Choosing the Right Batch Size for Your Database
A guide to selecting the optimal batch size for MySQL, PostgreSQL, SQLite, and SQL Server based on row width, column count, and database configuration.
Detailed Explanation
Batch Size Selection Guide
The right batch size depends on three factors: your database engine, the width of each row (number of columns and string lengths), and your database configuration.
Decision Matrix
| Scenario | Recommended Batch Size |
|---|---|
| SQLite, wide tables (15+ columns) | 25-50 |
| SQLite, narrow tables (< 10 columns) | 100 |
| MySQL, default config | 100-500 |
MySQL, increased max_allowed_packet |
500-1000 |
| PostgreSQL, any config | 500-1000 |
| SQL Server | Up to 1000 (hard limit) |
Calculating the Limit
For SQLite, the constraint is SQLITE_MAX_VARIABLE_NUMBER (default 999):
max_rows = floor(999 / number_of_columns)
For a table with 12 columns: floor(999 / 12) = 83 rows maximum.
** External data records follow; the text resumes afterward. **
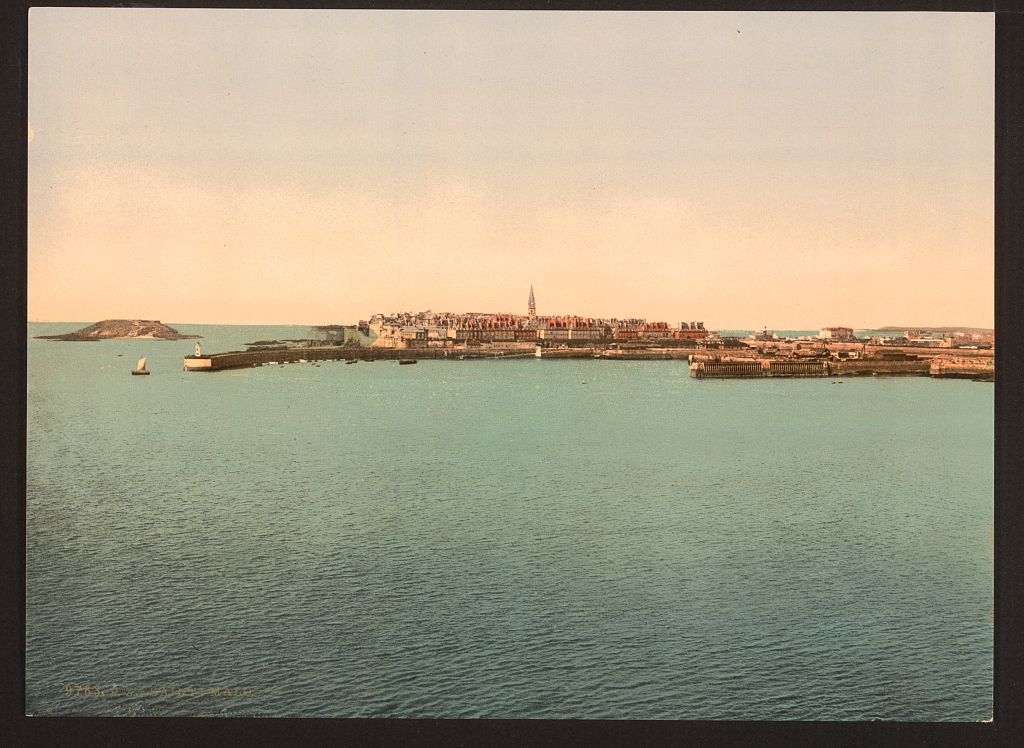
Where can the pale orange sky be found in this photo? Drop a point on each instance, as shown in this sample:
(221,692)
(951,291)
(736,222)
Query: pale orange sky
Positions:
(793,170)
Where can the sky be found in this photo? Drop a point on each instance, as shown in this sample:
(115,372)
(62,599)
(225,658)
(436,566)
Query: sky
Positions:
(745,169)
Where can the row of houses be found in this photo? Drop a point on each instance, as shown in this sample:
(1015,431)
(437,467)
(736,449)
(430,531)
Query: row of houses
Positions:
(438,329)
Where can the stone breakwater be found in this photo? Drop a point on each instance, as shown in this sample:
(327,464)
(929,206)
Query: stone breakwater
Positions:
(263,357)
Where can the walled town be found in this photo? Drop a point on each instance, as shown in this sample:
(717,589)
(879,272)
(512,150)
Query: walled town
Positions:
(834,351)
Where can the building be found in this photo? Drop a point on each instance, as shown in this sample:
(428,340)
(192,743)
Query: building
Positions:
(840,334)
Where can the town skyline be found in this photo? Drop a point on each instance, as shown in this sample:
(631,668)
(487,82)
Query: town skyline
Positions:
(780,170)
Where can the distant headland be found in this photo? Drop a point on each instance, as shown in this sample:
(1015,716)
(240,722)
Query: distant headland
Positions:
(123,329)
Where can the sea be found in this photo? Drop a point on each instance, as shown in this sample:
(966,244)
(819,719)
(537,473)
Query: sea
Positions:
(521,538)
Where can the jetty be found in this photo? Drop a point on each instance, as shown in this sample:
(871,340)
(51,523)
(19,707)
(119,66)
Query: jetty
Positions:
(706,367)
For MySQL, the constraint is max_allowed_packet (default 4MB):
estimated_packet_size = rows * avg_row_bytes
A row with 8 columns averaging 50 bytes each = 400 bytes/row. At 4MB limit: 4,194,304 / 400 = 10,486 rows.
Practical Tips
- Start conservative: Begin with 100, increase if no errors
- Monitor errors: "Packet too large" or "too many SQL variables" means reduce batch size
- Test in staging: Run the exact SQL against a staging database first
- Consider transactions: Wrap batches in BEGIN/COMMIT for consistency
- Network matters: Larger batches save more network round-trips for remote databases
Use Case
Your DBA reports that bulk imports occasionally fail with 'max_allowed_packet' errors in MySQL. By understanding the batch size calculation, you can set the exact limit that stays within the configured packet size.